As I talk to him, Ahmed pulls his chair into his store to escape the hot Tunisian sun. He is a retired teacher – the years of screaming children can be counted in the rings framing his eyes. Behind him is his merchandise. To make up for a small pension, Ahmed is selling kitchenware in a market near the Libyan border, over four hundred tiny concrete garages surround him, goods piled high: clothes, bags, microwaves. It looks like any other market, but note an invisible detail: everything sold here is illegal. Every good in this market has been smuggled into Tunisia. Ahmed, though he may not look the part, is a smuggler.
I research smuggling, or “informal cross-border trade”. I talk to people like Ahmed about their lives, their business, the experience of being a smuggler in the 21st century. I talk to people who live on the margins – of their countries, of the law, of development. I think listening to Ahmed is crucial in order to understand our society. Not because the margins are so exotic, or a living relic, a modern day Wild West. But because today, the margins are everywhere.

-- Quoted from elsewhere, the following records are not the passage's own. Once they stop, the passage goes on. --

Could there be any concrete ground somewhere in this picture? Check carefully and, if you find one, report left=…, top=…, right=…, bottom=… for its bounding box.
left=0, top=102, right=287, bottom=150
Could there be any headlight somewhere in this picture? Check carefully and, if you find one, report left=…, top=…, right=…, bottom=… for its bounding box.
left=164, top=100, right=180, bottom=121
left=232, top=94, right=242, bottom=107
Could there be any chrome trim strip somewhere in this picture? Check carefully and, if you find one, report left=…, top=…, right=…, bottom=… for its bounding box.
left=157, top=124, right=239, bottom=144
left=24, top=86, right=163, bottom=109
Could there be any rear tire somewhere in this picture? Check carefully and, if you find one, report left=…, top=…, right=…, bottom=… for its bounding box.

We group people like Ahmed into the “informal economy”, the black markets that aren’t registered and hence don’t show up in many statistics – that are surely too small to make much of a difference. Except that in Tunisia, where Ahmed lives, half the workforce is in the informal economy. In sub-Saharan Africa, it’s two thirds. In south-east Asia, it’s over 80%. Globally, informal is the new normal. This is not only an issue in the developing world: over two million people work in the informal economy in the UK; over 12% of its GDP is in the informal sector, and all these numbers are steadily rising.